Participating hospitals worked to improve care in 11 core patient safety areas of focus, such as early elective deliveries and pressure ulcers. Staff participated in educational meetings and trainings to increase improvement capacity and provided data tracking and reporting for each topic to encourage further awareness and monitoring.

“Reducing harm among patients starts from their arrival and continues beyond the time they are discharged. We make sure to keep the patient and their families involved and educated about their care, even after they go home. This open communication between Good Samaritan, the patient and their family, allows us to reduce harm and provide the best care to the patient,” said Michael Smith, Director of Patient Safety/Risk Management and Performance Excellence.

Good Samaritan confirmed 225 harms were prevented, resulting in an estimated $679,712 in health care cost savings during the three-year period. Unnecessary readmissions also decreased from 12% to 10%, leading to a cost savings of $2.4 million.

“Good Samaritan has been so successful with patient safety because of our interdisciplinary approach to provide the best patient care,” stated Heidi Dodd, Nursing Performance Improvement Coordinator and Magnet Coordinator. “Our ability to easily work with various departments allows everyone to be a part of the improvement process and effectively better the care we give to our patients.”

In areas where other hospitals may have had to improve their practices, Good Samaritan sustained a rate of zero instances in Central Line Associated Blood Stream Infections, Surgical Site Infections, Venous Thromboembolism and Ventilator Associated Events.
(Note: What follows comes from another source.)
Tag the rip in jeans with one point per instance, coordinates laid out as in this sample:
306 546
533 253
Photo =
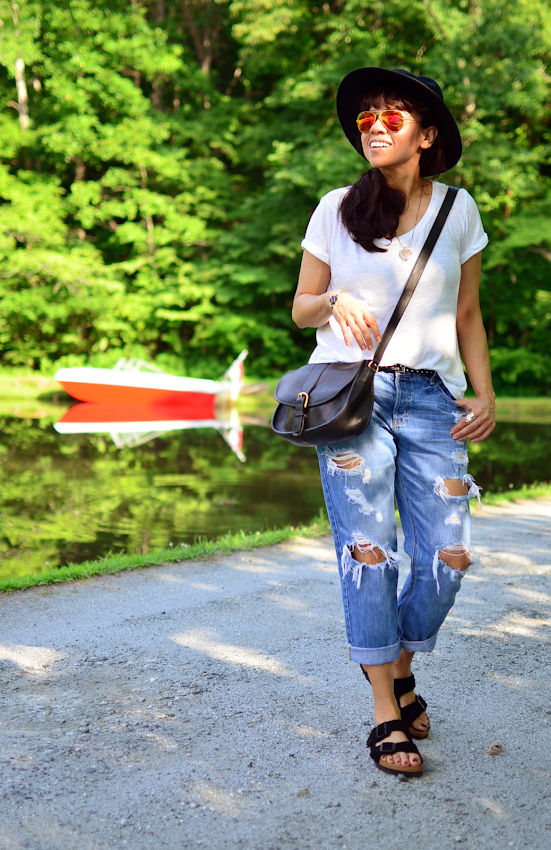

Good Samaritan was also able to reduce medication errors by 60 percent.

The three-year period of the Partnership for Patients campaign also produced significant improvement by Good Samaritan to reduce early elective deliveries, which can put mothers and babies at risk. By prohibiting the scheduling of early elective deliveries (EED) before 39 weeks, hospitals in Indiana reduced EEDs by 76 percent, and more than 50 birthing hospitals were recognized by IHA and the March of Dimes. Good Samaritan reduced its own early elective deliveries by 86 percent.

“When it comes to patient safety, Indiana hospitals don’t compete with one another – they collaborate to share best practices, address regional needs and work together on quality improvements for the sake of their patients and the communities they serve,” said Doug Leonard, president of IHA. “We are extremely proud of the results achieved during the Partnership for Patients campaign that highlight the tremendous accomplishments of our hospitals and reflect leadership commitment to quality and patient safety.”